It may sound like a silly joke, but do you know how to tell if a Latino was born in the United States or foreign-born?

The answer may be to look at how often they go online or use cell phones. U.S.-native Latinos do it much more than foreign-born Hispanics — with assimilation and English skills apparently leading to more use of technology.

In fact, the Pew Hispanic Center calls it the "Latino Digital Divide" in two reports it released Wednesday.

"Technology use among foreign-born Latinos continues to lag significantly behind that of their U.S.-born counterparts," said one report based on a nationwide telephone survey of Hispanics.

For example, "while 85 percent of native-born Latinos ages 16 and older go online, only about half (51 percent) of foreign-born Latinos do so," according to the report. And 80 percent of native-born Latinos use cell phones, compared with 72 percent of those who are foreign-born.

Gretchen Livingston, senior researcher for the Pew Hispanic Center, wrote that the Internet gap among Hispanics "is due in part to the fact that the native-born are younger on average than their foreign-born counterparts."

But gaps appear even among people in the same age groups, suggesting other factors cause the divide as well, Livingston said.

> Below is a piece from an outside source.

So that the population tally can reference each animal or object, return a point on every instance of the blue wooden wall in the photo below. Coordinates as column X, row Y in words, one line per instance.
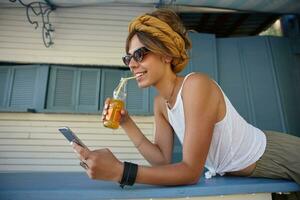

Her study said the more assimilated a Latino is in U.S. culture, by time in the nation or skill with English, the more he or she uses technology.

The study found that English proficiency is closely linked with Internet use. It said 87 percent of Latinos who speak mostly English go online, compared with 77 percent who speak roughly equal amounts of English and Spanish, and just 35 percent of Latinos who speak mostly Spanish.

A second study found that young Latinos ages 16 to 25 make extensive used of mobile technology. Half say they text their friends daily, and 45 percent say they talk daily on a cell phone.

In contrast, only 18 percent say they talk daily with friends by using a landline, and just 10 percent say they e-mail their friends daily.